Bhairavasana and Ankushasana are both advanced-level yoga poses that demand a high degree of flexibility, strength, and balance. These asanas are named after powerful symbols in Indian philosophy and mythology.


1. Bhairavasana (Pose of the Fearsome or Shiva Pose)

Bhairavasana is inspired by Lord Shiva, often referred to as Bhairava, symbolizing strength and destruction of negativity. This asana belongs to the arm-balancing category and incorporates an intense hip-opening and core engagement. Practicing Bhairavasana helps cultivate mental clarity and physical resilience.

2. Ankushasana (Pose of the Goad)

Ankushasana derives its name from "Ankusha," a goad used to direct elephants. This asana reflects control and discipline, teaching practitioners to manage the mind and body effectively.
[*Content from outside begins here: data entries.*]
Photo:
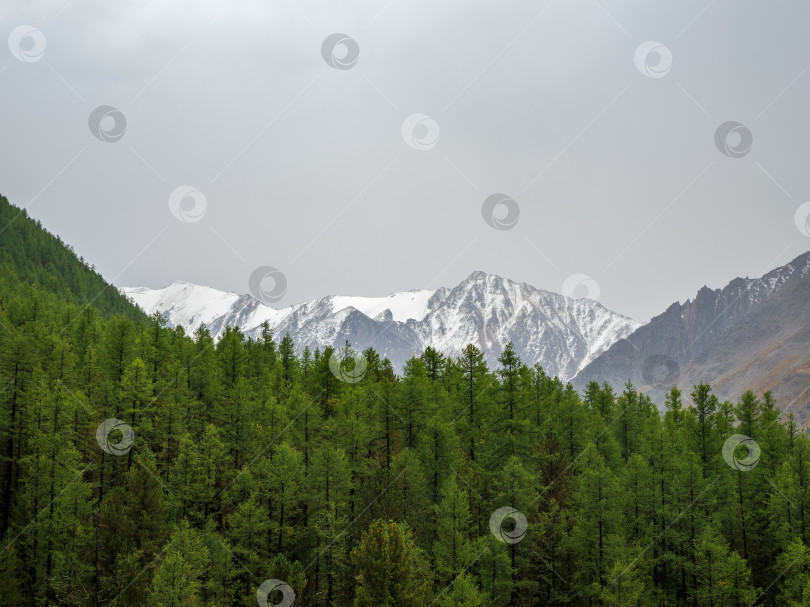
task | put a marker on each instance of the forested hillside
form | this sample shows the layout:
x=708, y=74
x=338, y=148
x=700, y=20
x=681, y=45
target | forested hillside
x=30, y=255
x=144, y=466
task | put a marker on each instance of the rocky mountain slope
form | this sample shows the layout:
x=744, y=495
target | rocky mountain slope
x=751, y=334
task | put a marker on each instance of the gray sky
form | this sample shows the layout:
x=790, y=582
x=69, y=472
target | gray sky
x=304, y=167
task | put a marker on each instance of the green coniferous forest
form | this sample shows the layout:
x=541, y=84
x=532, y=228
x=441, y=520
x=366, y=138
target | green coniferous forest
x=144, y=466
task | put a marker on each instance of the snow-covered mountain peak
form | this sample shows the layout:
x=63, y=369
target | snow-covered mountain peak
x=560, y=333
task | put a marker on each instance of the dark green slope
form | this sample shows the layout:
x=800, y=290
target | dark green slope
x=30, y=255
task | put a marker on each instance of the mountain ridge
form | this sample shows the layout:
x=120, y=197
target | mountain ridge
x=754, y=333
x=558, y=332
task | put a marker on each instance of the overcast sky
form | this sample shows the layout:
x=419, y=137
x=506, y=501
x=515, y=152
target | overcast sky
x=608, y=146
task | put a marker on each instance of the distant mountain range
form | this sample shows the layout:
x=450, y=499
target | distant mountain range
x=752, y=334
x=561, y=333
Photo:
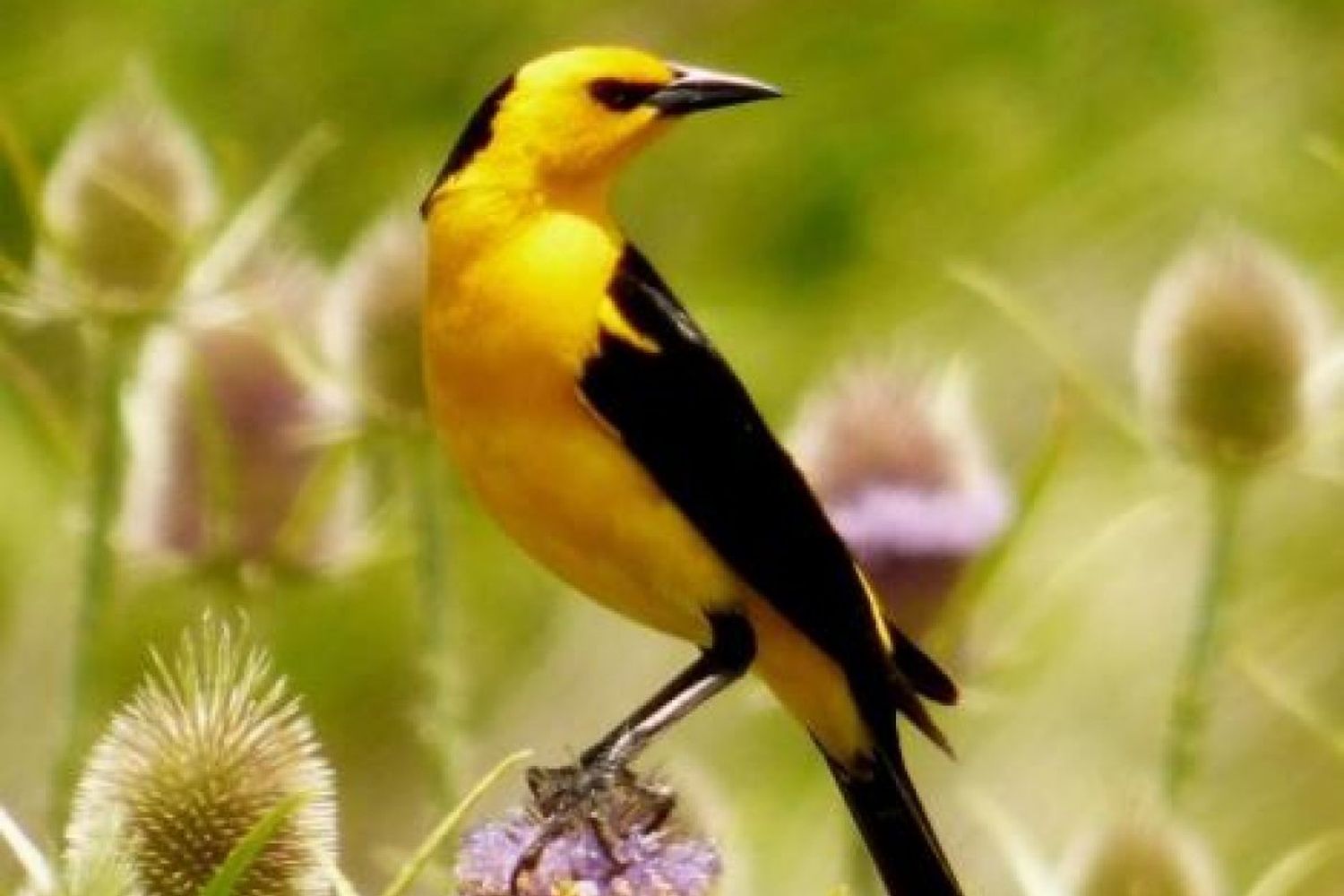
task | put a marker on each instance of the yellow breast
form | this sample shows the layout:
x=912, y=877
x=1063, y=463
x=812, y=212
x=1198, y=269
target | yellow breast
x=508, y=336
x=507, y=332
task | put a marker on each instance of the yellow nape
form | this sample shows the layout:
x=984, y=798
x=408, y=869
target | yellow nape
x=551, y=134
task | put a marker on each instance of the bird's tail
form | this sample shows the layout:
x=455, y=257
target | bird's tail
x=886, y=809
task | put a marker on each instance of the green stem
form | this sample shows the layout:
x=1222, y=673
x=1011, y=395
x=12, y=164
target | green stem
x=1193, y=697
x=430, y=527
x=115, y=349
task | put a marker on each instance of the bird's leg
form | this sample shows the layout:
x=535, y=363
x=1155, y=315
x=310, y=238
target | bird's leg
x=601, y=788
x=726, y=659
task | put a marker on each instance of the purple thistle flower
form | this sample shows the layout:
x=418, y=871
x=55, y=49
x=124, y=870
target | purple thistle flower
x=663, y=861
x=908, y=482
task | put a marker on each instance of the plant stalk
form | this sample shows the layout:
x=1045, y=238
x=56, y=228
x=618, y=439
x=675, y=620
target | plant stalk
x=115, y=349
x=432, y=568
x=1193, y=697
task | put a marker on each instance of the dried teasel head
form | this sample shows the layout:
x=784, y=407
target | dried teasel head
x=1223, y=349
x=1134, y=858
x=206, y=747
x=128, y=194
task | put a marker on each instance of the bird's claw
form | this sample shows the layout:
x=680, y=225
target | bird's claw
x=605, y=797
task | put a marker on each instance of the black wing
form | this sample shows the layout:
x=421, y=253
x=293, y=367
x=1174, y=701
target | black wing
x=688, y=419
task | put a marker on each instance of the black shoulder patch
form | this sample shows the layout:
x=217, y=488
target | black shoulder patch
x=648, y=303
x=691, y=425
x=475, y=137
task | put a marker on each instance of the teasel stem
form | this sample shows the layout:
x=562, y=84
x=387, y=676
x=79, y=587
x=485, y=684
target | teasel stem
x=425, y=482
x=115, y=346
x=1193, y=694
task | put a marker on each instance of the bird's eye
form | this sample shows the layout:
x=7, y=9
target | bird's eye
x=621, y=96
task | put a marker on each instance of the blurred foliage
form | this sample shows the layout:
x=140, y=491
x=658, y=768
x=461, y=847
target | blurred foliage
x=1066, y=148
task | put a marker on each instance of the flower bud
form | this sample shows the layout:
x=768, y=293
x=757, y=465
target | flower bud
x=228, y=430
x=207, y=745
x=1222, y=352
x=375, y=312
x=126, y=195
x=1131, y=860
x=906, y=479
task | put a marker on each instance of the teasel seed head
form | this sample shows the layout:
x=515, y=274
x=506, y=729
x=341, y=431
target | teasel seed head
x=1134, y=860
x=126, y=195
x=1223, y=349
x=204, y=748
x=374, y=314
x=906, y=478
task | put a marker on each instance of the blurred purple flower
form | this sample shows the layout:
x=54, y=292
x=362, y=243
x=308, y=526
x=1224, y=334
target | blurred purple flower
x=374, y=316
x=228, y=429
x=906, y=479
x=655, y=863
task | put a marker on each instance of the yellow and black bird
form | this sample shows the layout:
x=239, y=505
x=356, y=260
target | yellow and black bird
x=599, y=424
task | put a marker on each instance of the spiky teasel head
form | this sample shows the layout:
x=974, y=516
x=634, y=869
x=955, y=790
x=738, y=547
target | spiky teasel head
x=126, y=195
x=204, y=748
x=906, y=478
x=1223, y=349
x=228, y=429
x=1140, y=858
x=374, y=314
x=625, y=842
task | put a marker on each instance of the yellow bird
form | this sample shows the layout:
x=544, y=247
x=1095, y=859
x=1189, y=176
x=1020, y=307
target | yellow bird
x=597, y=422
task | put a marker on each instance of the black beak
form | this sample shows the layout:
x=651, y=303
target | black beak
x=701, y=90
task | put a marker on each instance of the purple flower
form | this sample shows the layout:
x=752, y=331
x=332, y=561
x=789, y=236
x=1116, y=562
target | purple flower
x=908, y=482
x=663, y=861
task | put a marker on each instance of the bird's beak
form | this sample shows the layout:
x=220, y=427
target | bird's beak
x=701, y=90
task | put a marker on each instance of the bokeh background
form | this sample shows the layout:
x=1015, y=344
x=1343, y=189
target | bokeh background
x=935, y=164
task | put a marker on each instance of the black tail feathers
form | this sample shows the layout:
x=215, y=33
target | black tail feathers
x=886, y=809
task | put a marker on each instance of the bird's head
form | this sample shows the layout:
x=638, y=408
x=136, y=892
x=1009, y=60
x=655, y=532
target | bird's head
x=573, y=117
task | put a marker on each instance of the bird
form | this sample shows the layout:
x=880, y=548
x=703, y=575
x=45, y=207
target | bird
x=607, y=435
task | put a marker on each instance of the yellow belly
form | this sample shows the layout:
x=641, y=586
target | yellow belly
x=507, y=339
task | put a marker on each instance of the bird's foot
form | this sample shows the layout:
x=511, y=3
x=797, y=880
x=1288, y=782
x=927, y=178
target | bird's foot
x=607, y=797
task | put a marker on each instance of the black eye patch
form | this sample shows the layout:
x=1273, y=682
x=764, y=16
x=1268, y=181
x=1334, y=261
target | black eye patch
x=621, y=96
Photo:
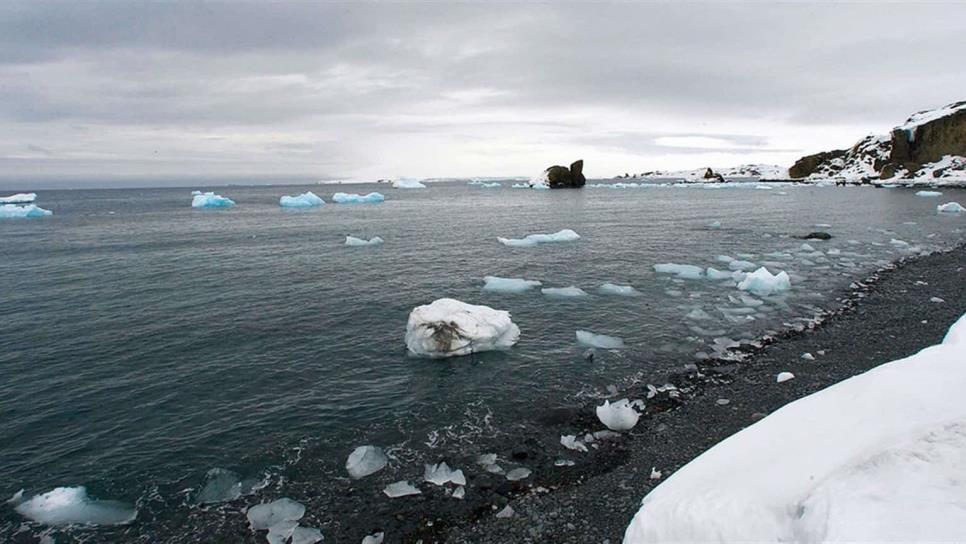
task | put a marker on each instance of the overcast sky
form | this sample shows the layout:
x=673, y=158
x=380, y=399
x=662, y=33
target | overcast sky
x=107, y=91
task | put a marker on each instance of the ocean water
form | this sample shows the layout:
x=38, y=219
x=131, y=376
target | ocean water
x=143, y=342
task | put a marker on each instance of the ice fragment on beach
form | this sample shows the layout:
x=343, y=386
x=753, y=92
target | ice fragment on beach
x=619, y=416
x=365, y=460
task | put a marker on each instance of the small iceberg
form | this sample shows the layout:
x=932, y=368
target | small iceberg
x=564, y=292
x=619, y=416
x=950, y=207
x=11, y=211
x=19, y=198
x=763, y=283
x=353, y=198
x=72, y=506
x=508, y=285
x=210, y=200
x=365, y=460
x=601, y=341
x=565, y=235
x=618, y=290
x=352, y=241
x=449, y=328
x=307, y=199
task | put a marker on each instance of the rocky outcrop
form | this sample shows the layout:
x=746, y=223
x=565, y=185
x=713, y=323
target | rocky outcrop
x=561, y=177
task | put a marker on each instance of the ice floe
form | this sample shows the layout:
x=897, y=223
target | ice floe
x=601, y=341
x=12, y=211
x=353, y=198
x=508, y=285
x=307, y=199
x=210, y=200
x=619, y=416
x=448, y=328
x=365, y=460
x=565, y=235
x=72, y=506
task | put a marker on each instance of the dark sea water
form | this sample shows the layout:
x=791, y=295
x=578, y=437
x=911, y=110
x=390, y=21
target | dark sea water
x=143, y=342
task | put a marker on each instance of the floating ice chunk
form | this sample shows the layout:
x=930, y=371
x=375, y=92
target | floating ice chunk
x=365, y=460
x=509, y=285
x=571, y=442
x=601, y=341
x=563, y=292
x=950, y=207
x=763, y=283
x=352, y=241
x=530, y=240
x=72, y=506
x=619, y=416
x=353, y=198
x=407, y=183
x=11, y=211
x=210, y=200
x=307, y=199
x=448, y=328
x=400, y=489
x=618, y=290
x=686, y=271
x=19, y=198
x=441, y=474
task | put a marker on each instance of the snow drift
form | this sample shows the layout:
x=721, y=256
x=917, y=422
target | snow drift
x=878, y=457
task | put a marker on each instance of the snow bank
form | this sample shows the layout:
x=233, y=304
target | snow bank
x=763, y=283
x=307, y=199
x=878, y=457
x=565, y=235
x=210, y=200
x=449, y=328
x=72, y=506
x=601, y=341
x=508, y=285
x=11, y=211
x=19, y=198
x=353, y=198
It emphasizes spinal flexibility, core strength, and focus.


How to Perform Bhairavasana


Preparatory Poses

Eka Pada Koundinyasana (One-legged arm balance)

Utthita Hasta Padangusthasana (Extended Hand-to-Big-Toe Pose)

Upavistha Konasana (Seated Wide-Angle Pose)


Steps


1. Begin in a seated position with legs extended.


2. Bring your right foot over your left shoulder while keeping your left leg extended.


3. Stabilize your upper body and plant your palms firmly on the ground.


4. Lift your body off the ground, supporting your weight on your hands while balancing the left leg extended straight out.


5. Maintain the pose for 15-30 seconds, then gently release.


6. Repeat on the other side.


Key Points

Ensure your palms are firmly grounded for balance.

Engage the core and maintain steady breathing.

Avoid forcing the leg over the shoulder; flexibility builds over time.



How to Perform Ankushasana


Preparatory Poses

Dhanurasana (Bow Pose)

Ustrasana (Camel Pose)

Bhujangasana (Cobra Pose)


Steps

1. Begin in a kneeling position with your spine erect.


2. Place your palms on your heels, allowing your chest to open upward.


3. Gently lean back, lifting your hips slightly while arching your back.


4. Maintain this pose, focusing on the stretch across your abdomen and spine.


5. Hold for 15-20 seconds before returning to the starting position.


Key Points


Keep your neck relaxed and aligned with your spine.


Avoid overextending your lower back.


Gradually deepen the stretch with consistent practice.


Precautions

Both poses are advanced and should be performed under expert guidance.

Avoid these poses if you have injuries to the back, shoulders, or hips.

Warm up thoroughly before attempting these asanas.

Regular practice with patience and mindfulness will enhance strength, flexibility, and balance while deepening your yoga journey.